Ginecologista preso por suspeita de filmar paciente em Salvador é solto após audiência de custódia; investigação segue

O ginecologista Hosaná Pereira de Santana, preso na sexta-feira (10) sob suspeita de utilizar óculos com câmera para filmar uma paciente durante consulta em clínica privada no bairro da Vila Laura, em Salvador, foi solto no domingo (12) após audiência de custódia. A decisão, tomada pelo Tribunal de Justiça da Bahia (TJ-BA), considerou a prisão em flagrante ilegal, mas não encerra as investigações sobre o caso, que tramita em segredo de justiça.

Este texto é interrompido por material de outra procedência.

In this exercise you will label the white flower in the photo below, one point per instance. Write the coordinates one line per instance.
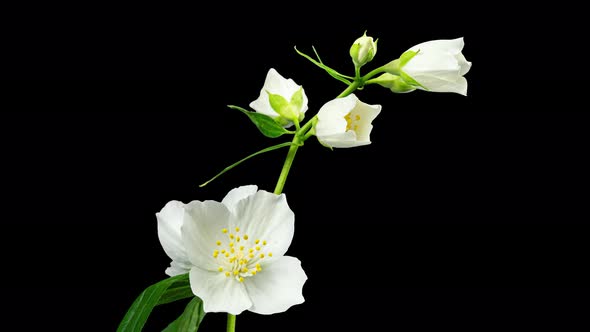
(438, 66)
(235, 251)
(291, 93)
(346, 122)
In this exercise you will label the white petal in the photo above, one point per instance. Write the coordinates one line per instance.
(218, 292)
(427, 62)
(276, 84)
(266, 217)
(237, 194)
(440, 85)
(177, 268)
(331, 115)
(343, 140)
(463, 63)
(367, 113)
(203, 224)
(277, 287)
(169, 225)
(452, 46)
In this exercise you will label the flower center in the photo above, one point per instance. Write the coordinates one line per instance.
(352, 121)
(239, 255)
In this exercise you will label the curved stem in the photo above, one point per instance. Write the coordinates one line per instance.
(298, 140)
(231, 323)
(287, 165)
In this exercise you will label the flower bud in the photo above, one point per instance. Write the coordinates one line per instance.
(363, 50)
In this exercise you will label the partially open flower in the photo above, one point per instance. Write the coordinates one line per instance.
(236, 252)
(281, 99)
(345, 122)
(436, 65)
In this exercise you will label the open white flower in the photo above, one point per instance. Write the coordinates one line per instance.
(295, 100)
(439, 66)
(346, 122)
(235, 249)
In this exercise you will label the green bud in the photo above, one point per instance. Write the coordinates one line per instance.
(287, 110)
(363, 50)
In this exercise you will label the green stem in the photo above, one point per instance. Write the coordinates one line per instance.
(287, 165)
(373, 73)
(298, 140)
(231, 323)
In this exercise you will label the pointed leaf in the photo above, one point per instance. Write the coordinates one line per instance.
(142, 307)
(267, 125)
(190, 319)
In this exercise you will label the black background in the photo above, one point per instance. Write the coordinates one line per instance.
(464, 214)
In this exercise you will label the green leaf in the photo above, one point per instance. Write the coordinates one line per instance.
(267, 125)
(176, 292)
(142, 307)
(190, 319)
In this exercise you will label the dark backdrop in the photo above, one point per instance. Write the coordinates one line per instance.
(464, 214)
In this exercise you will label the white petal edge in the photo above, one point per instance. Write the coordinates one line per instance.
(331, 115)
(218, 292)
(267, 217)
(277, 287)
(235, 195)
(203, 225)
(170, 220)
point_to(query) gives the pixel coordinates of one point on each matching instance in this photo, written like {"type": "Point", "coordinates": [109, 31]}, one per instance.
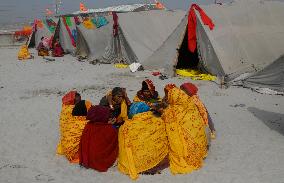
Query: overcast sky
{"type": "Point", "coordinates": [15, 11]}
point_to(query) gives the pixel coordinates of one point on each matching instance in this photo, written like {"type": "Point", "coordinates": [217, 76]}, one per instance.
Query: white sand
{"type": "Point", "coordinates": [249, 145]}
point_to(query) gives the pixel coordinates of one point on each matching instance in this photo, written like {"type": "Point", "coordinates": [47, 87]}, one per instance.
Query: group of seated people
{"type": "Point", "coordinates": [144, 136]}
{"type": "Point", "coordinates": [44, 47]}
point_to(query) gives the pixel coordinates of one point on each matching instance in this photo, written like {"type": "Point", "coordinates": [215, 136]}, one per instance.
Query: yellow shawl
{"type": "Point", "coordinates": [186, 133]}
{"type": "Point", "coordinates": [71, 129]}
{"type": "Point", "coordinates": [143, 144]}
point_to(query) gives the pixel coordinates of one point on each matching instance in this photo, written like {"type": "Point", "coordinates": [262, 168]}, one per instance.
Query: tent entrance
{"type": "Point", "coordinates": [187, 59]}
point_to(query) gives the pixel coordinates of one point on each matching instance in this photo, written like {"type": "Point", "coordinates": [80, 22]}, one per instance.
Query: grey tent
{"type": "Point", "coordinates": [44, 31]}
{"type": "Point", "coordinates": [139, 35]}
{"type": "Point", "coordinates": [248, 36]}
{"type": "Point", "coordinates": [271, 77]}
{"type": "Point", "coordinates": [67, 39]}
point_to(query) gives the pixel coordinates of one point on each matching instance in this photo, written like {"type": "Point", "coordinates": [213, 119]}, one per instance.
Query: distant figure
{"type": "Point", "coordinates": [57, 49]}
{"type": "Point", "coordinates": [118, 102]}
{"type": "Point", "coordinates": [147, 94]}
{"type": "Point", "coordinates": [72, 123]}
{"type": "Point", "coordinates": [99, 143]}
{"type": "Point", "coordinates": [42, 48]}
{"type": "Point", "coordinates": [191, 90]}
{"type": "Point", "coordinates": [24, 53]}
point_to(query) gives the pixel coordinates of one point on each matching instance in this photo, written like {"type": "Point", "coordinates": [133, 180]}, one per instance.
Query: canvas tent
{"type": "Point", "coordinates": [139, 35]}
{"type": "Point", "coordinates": [66, 33]}
{"type": "Point", "coordinates": [45, 29]}
{"type": "Point", "coordinates": [271, 77]}
{"type": "Point", "coordinates": [248, 36]}
{"type": "Point", "coordinates": [91, 43]}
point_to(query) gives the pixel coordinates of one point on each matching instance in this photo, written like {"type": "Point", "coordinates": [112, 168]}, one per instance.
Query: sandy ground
{"type": "Point", "coordinates": [250, 126]}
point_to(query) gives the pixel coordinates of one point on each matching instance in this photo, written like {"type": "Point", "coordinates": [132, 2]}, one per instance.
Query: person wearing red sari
{"type": "Point", "coordinates": [57, 49]}
{"type": "Point", "coordinates": [99, 142]}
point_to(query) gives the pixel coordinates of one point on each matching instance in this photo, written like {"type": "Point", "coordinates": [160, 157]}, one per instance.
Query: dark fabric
{"type": "Point", "coordinates": [80, 109]}
{"type": "Point", "coordinates": [98, 114]}
{"type": "Point", "coordinates": [192, 25]}
{"type": "Point", "coordinates": [99, 142]}
{"type": "Point", "coordinates": [117, 109]}
{"type": "Point", "coordinates": [104, 101]}
{"type": "Point", "coordinates": [68, 30]}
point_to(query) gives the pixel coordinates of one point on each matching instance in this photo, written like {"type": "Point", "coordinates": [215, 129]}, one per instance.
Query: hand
{"type": "Point", "coordinates": [111, 121]}
{"type": "Point", "coordinates": [119, 121]}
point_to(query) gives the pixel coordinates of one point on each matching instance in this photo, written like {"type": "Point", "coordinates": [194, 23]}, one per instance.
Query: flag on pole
{"type": "Point", "coordinates": [83, 8]}
{"type": "Point", "coordinates": [159, 5]}
{"type": "Point", "coordinates": [48, 12]}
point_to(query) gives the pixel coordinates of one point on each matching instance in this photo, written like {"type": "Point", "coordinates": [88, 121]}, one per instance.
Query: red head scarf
{"type": "Point", "coordinates": [69, 98]}
{"type": "Point", "coordinates": [98, 114]}
{"type": "Point", "coordinates": [190, 88]}
{"type": "Point", "coordinates": [150, 85]}
{"type": "Point", "coordinates": [170, 86]}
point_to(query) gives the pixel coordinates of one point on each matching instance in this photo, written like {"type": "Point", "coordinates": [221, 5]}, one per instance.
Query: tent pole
{"type": "Point", "coordinates": [177, 49]}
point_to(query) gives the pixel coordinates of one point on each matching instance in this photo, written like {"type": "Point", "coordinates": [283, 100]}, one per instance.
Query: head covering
{"type": "Point", "coordinates": [117, 91]}
{"type": "Point", "coordinates": [148, 85]}
{"type": "Point", "coordinates": [69, 98]}
{"type": "Point", "coordinates": [137, 108]}
{"type": "Point", "coordinates": [80, 109]}
{"type": "Point", "coordinates": [98, 114]}
{"type": "Point", "coordinates": [190, 88]}
{"type": "Point", "coordinates": [170, 86]}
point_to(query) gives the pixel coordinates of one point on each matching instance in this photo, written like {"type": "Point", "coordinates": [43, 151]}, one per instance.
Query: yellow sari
{"type": "Point", "coordinates": [186, 133]}
{"type": "Point", "coordinates": [143, 144]}
{"type": "Point", "coordinates": [71, 128]}
{"type": "Point", "coordinates": [24, 53]}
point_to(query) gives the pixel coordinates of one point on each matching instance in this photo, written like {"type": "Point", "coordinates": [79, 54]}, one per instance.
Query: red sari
{"type": "Point", "coordinates": [99, 141]}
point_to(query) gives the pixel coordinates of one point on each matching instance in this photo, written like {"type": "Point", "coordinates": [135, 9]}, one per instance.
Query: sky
{"type": "Point", "coordinates": [19, 11]}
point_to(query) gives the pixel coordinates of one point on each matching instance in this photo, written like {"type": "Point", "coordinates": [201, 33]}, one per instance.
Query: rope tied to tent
{"type": "Point", "coordinates": [192, 25]}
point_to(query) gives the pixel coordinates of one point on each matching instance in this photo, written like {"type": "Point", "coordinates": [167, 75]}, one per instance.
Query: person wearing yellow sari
{"type": "Point", "coordinates": [24, 53]}
{"type": "Point", "coordinates": [118, 102]}
{"type": "Point", "coordinates": [147, 94]}
{"type": "Point", "coordinates": [143, 144]}
{"type": "Point", "coordinates": [185, 130]}
{"type": "Point", "coordinates": [72, 123]}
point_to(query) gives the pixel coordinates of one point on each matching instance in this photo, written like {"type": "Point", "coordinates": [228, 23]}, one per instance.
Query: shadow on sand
{"type": "Point", "coordinates": [275, 121]}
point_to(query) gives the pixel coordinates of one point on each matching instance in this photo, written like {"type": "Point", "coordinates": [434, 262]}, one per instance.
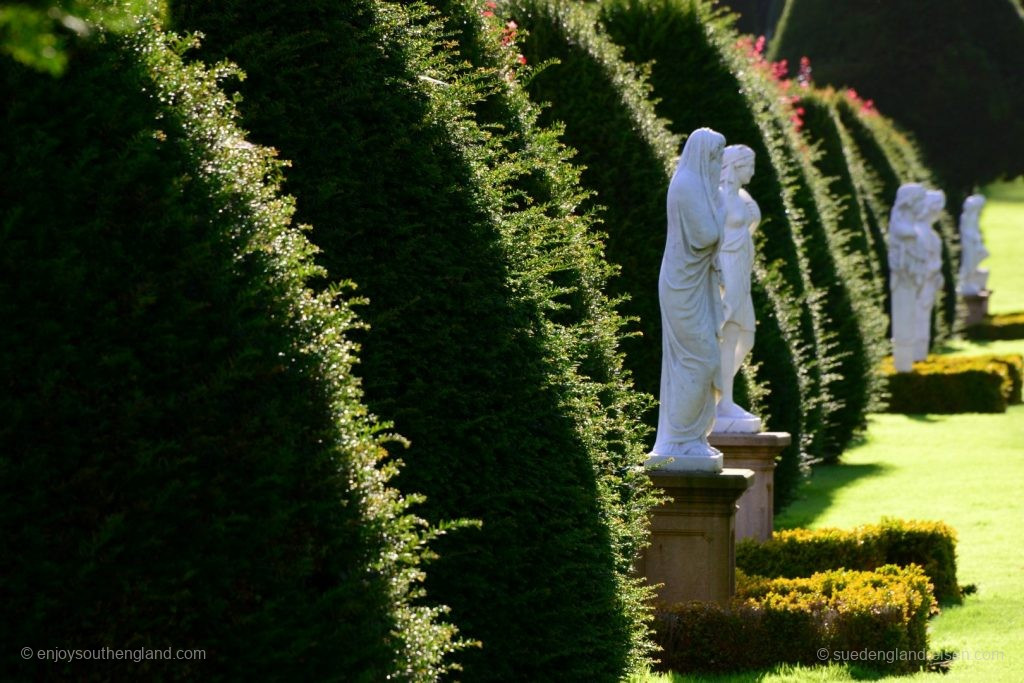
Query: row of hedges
{"type": "Point", "coordinates": [186, 457]}
{"type": "Point", "coordinates": [955, 384]}
{"type": "Point", "coordinates": [795, 553]}
{"type": "Point", "coordinates": [628, 155]}
{"type": "Point", "coordinates": [952, 73]}
{"type": "Point", "coordinates": [794, 621]}
{"type": "Point", "coordinates": [489, 343]}
{"type": "Point", "coordinates": [1006, 326]}
{"type": "Point", "coordinates": [702, 76]}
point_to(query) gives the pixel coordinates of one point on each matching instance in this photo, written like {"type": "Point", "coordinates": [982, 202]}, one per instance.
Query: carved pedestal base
{"type": "Point", "coordinates": [692, 549]}
{"type": "Point", "coordinates": [757, 453]}
{"type": "Point", "coordinates": [977, 307]}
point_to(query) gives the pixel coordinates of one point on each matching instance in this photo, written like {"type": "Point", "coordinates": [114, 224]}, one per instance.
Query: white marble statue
{"type": "Point", "coordinates": [930, 248]}
{"type": "Point", "coordinates": [973, 281]}
{"type": "Point", "coordinates": [736, 258]}
{"type": "Point", "coordinates": [906, 271]}
{"type": "Point", "coordinates": [691, 308]}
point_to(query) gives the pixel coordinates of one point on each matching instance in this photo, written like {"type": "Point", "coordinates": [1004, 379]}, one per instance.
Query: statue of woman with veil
{"type": "Point", "coordinates": [691, 308]}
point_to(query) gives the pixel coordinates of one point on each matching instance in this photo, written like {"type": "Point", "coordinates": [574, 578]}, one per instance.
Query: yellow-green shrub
{"type": "Point", "coordinates": [954, 384]}
{"type": "Point", "coordinates": [792, 621]}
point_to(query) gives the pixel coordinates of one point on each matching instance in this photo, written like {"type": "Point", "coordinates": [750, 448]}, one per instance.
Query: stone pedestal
{"type": "Point", "coordinates": [757, 453]}
{"type": "Point", "coordinates": [977, 307]}
{"type": "Point", "coordinates": [692, 549]}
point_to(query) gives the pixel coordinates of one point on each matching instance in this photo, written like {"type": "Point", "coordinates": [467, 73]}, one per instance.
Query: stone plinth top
{"type": "Point", "coordinates": [727, 479]}
{"type": "Point", "coordinates": [760, 440]}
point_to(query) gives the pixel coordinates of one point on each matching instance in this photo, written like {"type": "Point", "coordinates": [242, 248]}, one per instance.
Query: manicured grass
{"type": "Point", "coordinates": [1003, 228]}
{"type": "Point", "coordinates": [967, 470]}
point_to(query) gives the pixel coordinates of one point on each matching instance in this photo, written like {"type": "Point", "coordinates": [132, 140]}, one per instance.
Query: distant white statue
{"type": "Point", "coordinates": [930, 247]}
{"type": "Point", "coordinates": [973, 281]}
{"type": "Point", "coordinates": [736, 258]}
{"type": "Point", "coordinates": [906, 271]}
{"type": "Point", "coordinates": [691, 308]}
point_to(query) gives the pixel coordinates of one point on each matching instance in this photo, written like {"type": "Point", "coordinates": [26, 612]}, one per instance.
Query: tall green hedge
{"type": "Point", "coordinates": [628, 156]}
{"type": "Point", "coordinates": [893, 159]}
{"type": "Point", "coordinates": [488, 342]}
{"type": "Point", "coordinates": [950, 72]}
{"type": "Point", "coordinates": [186, 459]}
{"type": "Point", "coordinates": [701, 77]}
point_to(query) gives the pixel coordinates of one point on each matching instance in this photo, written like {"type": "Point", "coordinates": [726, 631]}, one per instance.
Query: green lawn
{"type": "Point", "coordinates": [967, 470]}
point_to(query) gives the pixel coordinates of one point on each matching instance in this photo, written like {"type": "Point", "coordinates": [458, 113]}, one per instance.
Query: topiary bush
{"type": "Point", "coordinates": [489, 342]}
{"type": "Point", "coordinates": [967, 118]}
{"type": "Point", "coordinates": [628, 155]}
{"type": "Point", "coordinates": [952, 384]}
{"type": "Point", "coordinates": [801, 552]}
{"type": "Point", "coordinates": [793, 621]}
{"type": "Point", "coordinates": [186, 458]}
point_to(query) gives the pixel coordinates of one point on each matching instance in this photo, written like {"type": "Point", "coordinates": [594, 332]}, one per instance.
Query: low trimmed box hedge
{"type": "Point", "coordinates": [955, 384]}
{"type": "Point", "coordinates": [1007, 326]}
{"type": "Point", "coordinates": [796, 621]}
{"type": "Point", "coordinates": [802, 552]}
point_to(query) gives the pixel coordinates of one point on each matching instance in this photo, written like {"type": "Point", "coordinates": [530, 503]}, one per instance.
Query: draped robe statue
{"type": "Point", "coordinates": [691, 307]}
{"type": "Point", "coordinates": [736, 258]}
{"type": "Point", "coordinates": [973, 281]}
{"type": "Point", "coordinates": [906, 271]}
{"type": "Point", "coordinates": [930, 247]}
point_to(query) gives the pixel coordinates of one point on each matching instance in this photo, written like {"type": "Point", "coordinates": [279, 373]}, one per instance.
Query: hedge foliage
{"type": "Point", "coordinates": [489, 343]}
{"type": "Point", "coordinates": [801, 552]}
{"type": "Point", "coordinates": [628, 155]}
{"type": "Point", "coordinates": [1005, 326]}
{"type": "Point", "coordinates": [955, 384]}
{"type": "Point", "coordinates": [702, 75]}
{"type": "Point", "coordinates": [790, 621]}
{"type": "Point", "coordinates": [950, 72]}
{"type": "Point", "coordinates": [186, 458]}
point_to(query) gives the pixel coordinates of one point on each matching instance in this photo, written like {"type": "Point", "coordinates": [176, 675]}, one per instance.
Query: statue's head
{"type": "Point", "coordinates": [737, 164]}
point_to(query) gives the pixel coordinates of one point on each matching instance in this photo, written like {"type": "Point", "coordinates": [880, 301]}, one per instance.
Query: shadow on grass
{"type": "Point", "coordinates": [816, 496]}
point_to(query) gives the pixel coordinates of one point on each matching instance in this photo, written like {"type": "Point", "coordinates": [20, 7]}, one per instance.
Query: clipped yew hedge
{"type": "Point", "coordinates": [186, 458]}
{"type": "Point", "coordinates": [1004, 326]}
{"type": "Point", "coordinates": [489, 343]}
{"type": "Point", "coordinates": [795, 621]}
{"type": "Point", "coordinates": [801, 552]}
{"type": "Point", "coordinates": [955, 384]}
{"type": "Point", "coordinates": [701, 76]}
{"type": "Point", "coordinates": [950, 72]}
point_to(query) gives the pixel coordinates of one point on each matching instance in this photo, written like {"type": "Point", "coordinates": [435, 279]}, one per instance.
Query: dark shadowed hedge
{"type": "Point", "coordinates": [700, 77]}
{"type": "Point", "coordinates": [489, 342]}
{"type": "Point", "coordinates": [950, 72]}
{"type": "Point", "coordinates": [186, 459]}
{"type": "Point", "coordinates": [628, 155]}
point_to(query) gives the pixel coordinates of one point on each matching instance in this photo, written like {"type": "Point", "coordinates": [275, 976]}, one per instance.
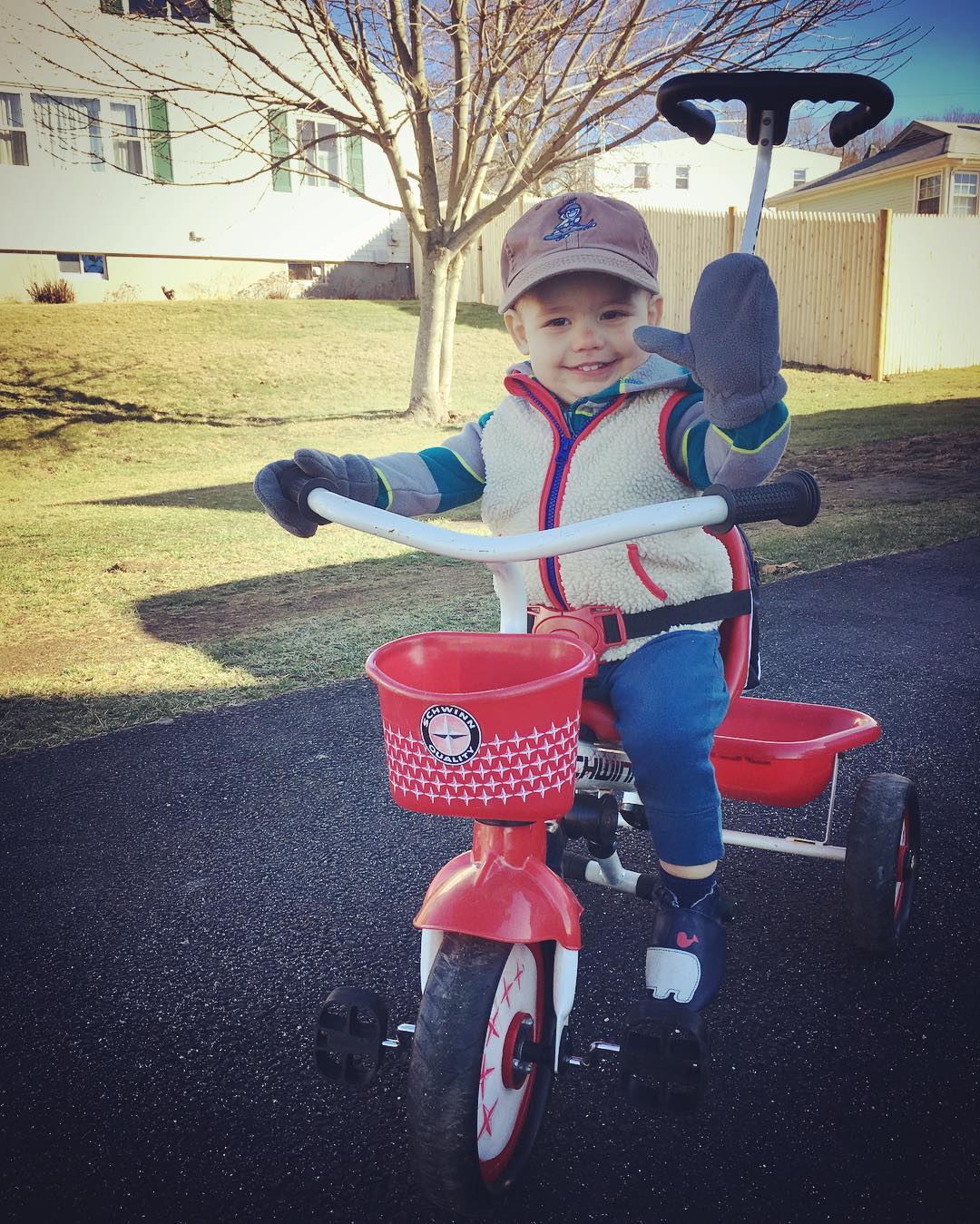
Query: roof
{"type": "Point", "coordinates": [917, 141]}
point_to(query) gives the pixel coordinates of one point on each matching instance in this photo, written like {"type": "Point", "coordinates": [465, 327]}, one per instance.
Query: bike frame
{"type": "Point", "coordinates": [467, 895]}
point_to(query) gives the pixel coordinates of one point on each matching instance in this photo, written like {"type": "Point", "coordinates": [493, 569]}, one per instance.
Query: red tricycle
{"type": "Point", "coordinates": [492, 727]}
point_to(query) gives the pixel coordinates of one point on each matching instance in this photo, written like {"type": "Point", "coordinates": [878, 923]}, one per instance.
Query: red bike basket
{"type": "Point", "coordinates": [481, 725]}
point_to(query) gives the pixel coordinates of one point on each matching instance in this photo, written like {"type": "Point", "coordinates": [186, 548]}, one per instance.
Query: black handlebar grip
{"type": "Point", "coordinates": [793, 500]}
{"type": "Point", "coordinates": [848, 123]}
{"type": "Point", "coordinates": [696, 122]}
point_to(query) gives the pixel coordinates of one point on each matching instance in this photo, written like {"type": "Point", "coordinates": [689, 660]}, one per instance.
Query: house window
{"type": "Point", "coordinates": [963, 199]}
{"type": "Point", "coordinates": [81, 263]}
{"type": "Point", "coordinates": [91, 132]}
{"type": "Point", "coordinates": [127, 150]}
{"type": "Point", "coordinates": [191, 10]}
{"type": "Point", "coordinates": [305, 270]}
{"type": "Point", "coordinates": [927, 193]}
{"type": "Point", "coordinates": [13, 136]}
{"type": "Point", "coordinates": [319, 150]}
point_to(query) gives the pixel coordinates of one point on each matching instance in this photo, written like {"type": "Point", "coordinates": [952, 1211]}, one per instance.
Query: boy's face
{"type": "Point", "coordinates": [578, 330]}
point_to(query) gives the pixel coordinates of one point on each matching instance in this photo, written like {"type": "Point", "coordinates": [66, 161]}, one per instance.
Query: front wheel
{"type": "Point", "coordinates": [881, 867]}
{"type": "Point", "coordinates": [475, 1104]}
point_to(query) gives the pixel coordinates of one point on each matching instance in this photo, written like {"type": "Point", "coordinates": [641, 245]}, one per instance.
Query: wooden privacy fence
{"type": "Point", "coordinates": [870, 294]}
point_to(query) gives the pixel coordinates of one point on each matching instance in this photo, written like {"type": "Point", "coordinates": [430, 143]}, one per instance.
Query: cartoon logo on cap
{"type": "Point", "coordinates": [572, 216]}
{"type": "Point", "coordinates": [450, 735]}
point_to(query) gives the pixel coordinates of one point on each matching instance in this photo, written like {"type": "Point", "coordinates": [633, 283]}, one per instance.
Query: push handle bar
{"type": "Point", "coordinates": [776, 92]}
{"type": "Point", "coordinates": [794, 500]}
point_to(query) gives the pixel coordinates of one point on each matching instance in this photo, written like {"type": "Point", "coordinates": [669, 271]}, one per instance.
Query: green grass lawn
{"type": "Point", "coordinates": [141, 578]}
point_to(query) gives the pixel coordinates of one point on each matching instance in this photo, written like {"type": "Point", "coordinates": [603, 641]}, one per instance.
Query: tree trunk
{"type": "Point", "coordinates": [426, 404]}
{"type": "Point", "coordinates": [453, 281]}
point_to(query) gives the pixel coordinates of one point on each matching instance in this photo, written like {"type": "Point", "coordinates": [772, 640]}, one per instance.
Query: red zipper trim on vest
{"type": "Point", "coordinates": [555, 479]}
{"type": "Point", "coordinates": [632, 553]}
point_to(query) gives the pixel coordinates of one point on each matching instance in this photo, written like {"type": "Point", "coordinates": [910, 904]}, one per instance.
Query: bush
{"type": "Point", "coordinates": [273, 287]}
{"type": "Point", "coordinates": [50, 291]}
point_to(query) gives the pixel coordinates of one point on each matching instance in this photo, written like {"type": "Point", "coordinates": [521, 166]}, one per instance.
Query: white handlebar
{"type": "Point", "coordinates": [691, 512]}
{"type": "Point", "coordinates": [502, 553]}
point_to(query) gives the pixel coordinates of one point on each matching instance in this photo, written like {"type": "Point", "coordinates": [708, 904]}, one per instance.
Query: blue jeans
{"type": "Point", "coordinates": [668, 699]}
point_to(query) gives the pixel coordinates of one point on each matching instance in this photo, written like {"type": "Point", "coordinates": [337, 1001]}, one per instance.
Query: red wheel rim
{"type": "Point", "coordinates": [494, 1087]}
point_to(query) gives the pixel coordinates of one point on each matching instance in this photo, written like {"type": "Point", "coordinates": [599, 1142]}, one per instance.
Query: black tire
{"type": "Point", "coordinates": [449, 1086]}
{"type": "Point", "coordinates": [881, 868]}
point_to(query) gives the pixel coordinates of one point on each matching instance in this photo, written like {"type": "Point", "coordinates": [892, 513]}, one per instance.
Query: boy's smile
{"type": "Point", "coordinates": [578, 330]}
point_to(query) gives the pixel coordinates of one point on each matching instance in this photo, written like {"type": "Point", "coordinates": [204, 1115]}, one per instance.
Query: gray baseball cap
{"type": "Point", "coordinates": [576, 231]}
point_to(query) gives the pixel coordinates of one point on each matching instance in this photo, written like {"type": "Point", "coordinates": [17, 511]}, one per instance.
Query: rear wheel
{"type": "Point", "coordinates": [475, 1103]}
{"type": "Point", "coordinates": [881, 867]}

De acordo com o TJ-BA, o juiz plantonista determinou o relaxamento da prisão ao entender que o crime investigado — com pena máxima de um ano de detenção — é de menor potencial ofensivo. Nesses casos, a legislação prevê a lavratura de um Termo Circunstanciado de Ocorrência (TCO), sem imposição de prisão em flagrante. O magistrado também apontou que, até aquele momento, não havia prova da materialidade do crime, já que policiais tiveram acesso ao celular do médico, ao aplicativo dos óculos inteligentes, ao armazenamento em nuvem, à lixeira e a arquivos apagados, mas não encontraram fotos ou vídeos relacionados à denúncia.

A suspeita surgiu a partir da percepção da paciente, que notou o uso dos óculos durante o exame ginecológico. Para o juiz, a restrição da liberdade exigiria um lastro probatório mínimo, o que não foi verificado no momento do flagrante. A decisão ressalta que o relaxamento da prisão não encerra a investigação e que a apuração dos fatos poderá continuar em procedimento próprio, caso surjam novos elementos de prova.

Após a soltura, familiares do ginecologista divulgaram nota afirmando que ele é inocente e classificando o caso como um “grave episódio de injustiça”. A família alega que os óculos inteligentes utilizados pelo médico possuem lentes de grau e que o equipamento só grava imagens quando acionado manualmente, além de emitir um sinal luminoso durante a gravação. A nota também informa que Hosaná Pereira de Santana entregou voluntariamente seus dispositivos eletrônicos e senhas às autoridades e que não foram encontradas gravações relacionadas ao caso. A família ainda afirma que pretende buscar responsabilização pelas acusações que considera indevidas.

Panorama político e jurídico

O caso reacende o debate sobre os limites da privacidade em consultórios médicos e a aplicação de medidas cautelares em crimes de menor potencial ofensivo. A decisão do TJ-BA segue a jurisprudência que prioriza a liberdade do acusado quando não há provas robustas no momento da prisão, mas especialistas apontam que a investigação precisa ser aprofundada para evitar impunidade. A situação também levanta questões sobre o uso de tecnologias vestíveis em ambientes sensíveis, como clínicas e hospitais, e a necessidade de regulamentação mais clara para proteger pacientes.

O caso ganhou repercussão nacional e gerou reações de entidades médicas e de defesa dos direitos das mulheres. Enquanto a investigação prossegue, a sociedade aguarda novos desdobramentos que possam esclarecer se houve ou não violação da intimidade da paciente. A decisão judicial, embora técnica, não encerra o debate ético e jurídico sobre o tema.